Implementing RAG Systems from A to Z: Practical Guide from Embedding to Retriever

Why RAG?

RAG System Information Retrieval Architecture

The biggest limitation of LLMs is that they don’t know information beyond their training data. They can’t access internal documents or company data, of course. Fine-tuning is expensive and requires retraining whenever updates are needed.

Retrieval-Augmented Generation (RAG) offers a different solution. Instead of changing model weights, it fetches relevant documents from external knowledge repositories in real-time and appends them to prompts. The LLM then generates responses based on this extended context. Although it sounds simple, implementing it involves several nuanced considerations.

Structural Overview

The main components of a RAG system are four:

Knowledge Base: This stores and preprocesses documents for reference. Original documents are chunked into manageable sizes, embedded into vectors using an embedding model, and stored in a vector database.

Embedding Model: This transforms text into numerical vectors such that semantically similar texts have vectors close in the embedding space. This is crucial for effective retrieval.

Retriever: Converts user queries into vectors, then searches the repository to find the top-k most similar chunks.

Generator: Combines the retrieved chunks with the original question to create a prompt, then feeds it into an LLM to generate the final answer.

Common Practical Challenges

Choosing the Embedding Model

Starting with a general-purpose model like text-embedding-ada-002 is a reasonable approach. However, if working with Korean documents or specialized domains such as finance or legal texts, using multilingual or domain-specific models can significantly improve performance.

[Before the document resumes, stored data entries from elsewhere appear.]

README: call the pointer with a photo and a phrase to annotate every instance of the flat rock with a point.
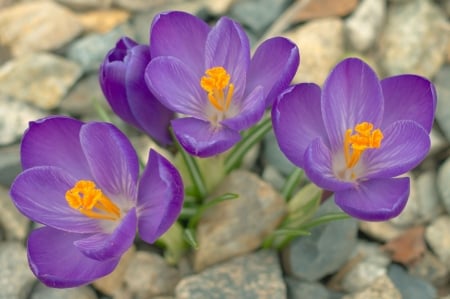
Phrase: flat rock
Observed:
(14, 224)
(321, 44)
(437, 235)
(324, 251)
(364, 25)
(325, 8)
(37, 26)
(43, 292)
(103, 21)
(149, 275)
(90, 50)
(414, 39)
(16, 278)
(238, 226)
(254, 276)
(14, 118)
(410, 287)
(41, 79)
(381, 288)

Model swapping costs should also be considered. Changing the embedding model requires re-embedding the entire dataset.

Chunking Strategy

Chunk size greatly impacts system performance. Too small, and the context gets truncated, making it hard for the LLM to understand; too large, and search precision drops, plus the context window fills up faster.

A common starting point is around 512 tokens with approximately 100 tokens of overlap. Cutting along paragraph or section boundaries often outperforms fixed-size chunks.

Recursive splitting can enhance results: first dividing large sections, embedding and searching these, then further splitting hit chunks for detailed retrieval within those.

Re-ranking (Reranking)

Searching based solely on vector similarity can sometimes return irrelevant documents at the top. A solution involves a two-stage process: first retrieving top N candidates (e.g., 50–100), then reranking these with a cross-encoder model for the final top-k.

Cross-encoders evaluate the relevance of the query-document pair directly, providing higher accuracy than bi-encoders. While slower, they are used after initial filtering for more precise ranking.

Hybrid Search

Combining vector search with keyword-based methods like BM25 can be effective. Vector search captures semantic similarity, but keyword search is better for exact matches of proper nouns or code identifiers.

The common approach for merging results is Reciprocal Rank Fusion (RRF), which adjusts weights according to domain specifics.

Common Bottlenecks

Incorrect search results lead to wrong answers. No matter how advanced the LLM, if the retriever pulls irrelevant documents, the output suffers. Prioritizing search quality evaluation is crucial.

Multi-hop queries are limited in basic RAG setups. Questions linking multiple documents, such as “differences between last year’s and this year’s policies,” require more complex frameworks like LangGraph and agent architectures.

Maintaining an up-to-date knowledge base is often underestimated. Environments with frequent document updates need well-designed pipelines for continuous updates.

Frequently Asked Questions

Is fine-tuning embedding models necessary? Not always. If working in specialized domains with many technical terms or in languages where default models underperform, domain-specific fine-tuning can help. Often, starting with a general-purpose model and improving as needed is advisable.

Is a vector DB indispensable? For prototypes, simple solutions like FAISS with file storage are sufficient. For production with millions of vectors, dedicated solutions like Qdrant, Weaviate, or Pinecone are recommended.

How to verify that generated answers reflect actual search results? Implement a separate validation step to assess the groundedness between answers and source documents, often by using an LLM as a judge at the pipeline’s end.